According to Director of Admissions Kenneth Anselment, about one-quarter of this year’s record number of freshman applicants chose not to submit test scores, a figure that he says was very close to what college officials had expected to see.

Anselment (left) credits the decision to go test-optional as one of several reasons Lawrence enjoyed a 12 percent surge in freshman applications this year en route to a school record 2,315, shattering the previous all-time high of 2,060 applications established last year.

“Our applicant pool has been steadily rising over the past few years,” Anselment says. “More importantly, our rate of growth of applicants has been pretty remarkable.

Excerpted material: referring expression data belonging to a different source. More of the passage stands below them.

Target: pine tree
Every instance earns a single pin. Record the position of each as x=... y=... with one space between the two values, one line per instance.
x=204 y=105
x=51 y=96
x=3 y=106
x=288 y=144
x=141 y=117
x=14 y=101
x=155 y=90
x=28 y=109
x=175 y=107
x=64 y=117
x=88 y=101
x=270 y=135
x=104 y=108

In addition to outpacing most of our direct peer institutions such as Grinnell, Beloit, and Knox, we’ve been outpacing the national rate of growth as well.

“Certainly going test-optional had something to do with the big bump this year,” Anselment says, “but so, too, did some other factors, such as our inclusion in the book Colleges That Change Lives and the success of our athletic teams.”

“We’re discovering that students are genuinely elated by the fact that Lawrence recognizes there is more to them than just a standardized test score,” he adds. “When we talk to students these days and explain that option, they light up.”

As a result of the uptick in applications, Lawrence’s admit rate dipped to 56 percent of the students who applied this year, a 12-point improvement in selectivity from 2005.

“We were shooting for a freshman class of between 370 and 375 and wound up with 374, so we’re pretty happy,” Anselment says. “We’re right on target in terms of holding overall enrollment at 1,400.”

This year’s 399 new students hail from 33 states and 17 countries, representing 294 different high schools. Wisconsin accounted for 37 percent (140) of the new students, with Illinois and Minnesota responsible for 14 percent and nine percent, respectively. Among international students, South Korea has the most with five, followed by China (four), Canada and Japan (three each), and Vietnam and Jamaica with two apiece.

Among those students who did include test results with their application, the average ACT score was just over 28, a slight increase from last year. Composite grade points averaged 3.45 unweighted on a 4.0 scale and 66 percent of the incoming freshmen ranked in the top quarter of their graduating classes. Ninety-three percent of the first-year students were awarded need-based or merit-based financial assistance, with aid awards averaging $23,300.

“Students are excited about our decision to go test-optional, particularly those with really strong grades whose test scores are not good indicators of their academic performance,” Anselment says. “We continue to attract the best and the brightest students by any measure — test scores, grade-point averages, leadership skills, artistic talents, community engagement. We’re excited that more of them than ever are interested in attending Lawrence.”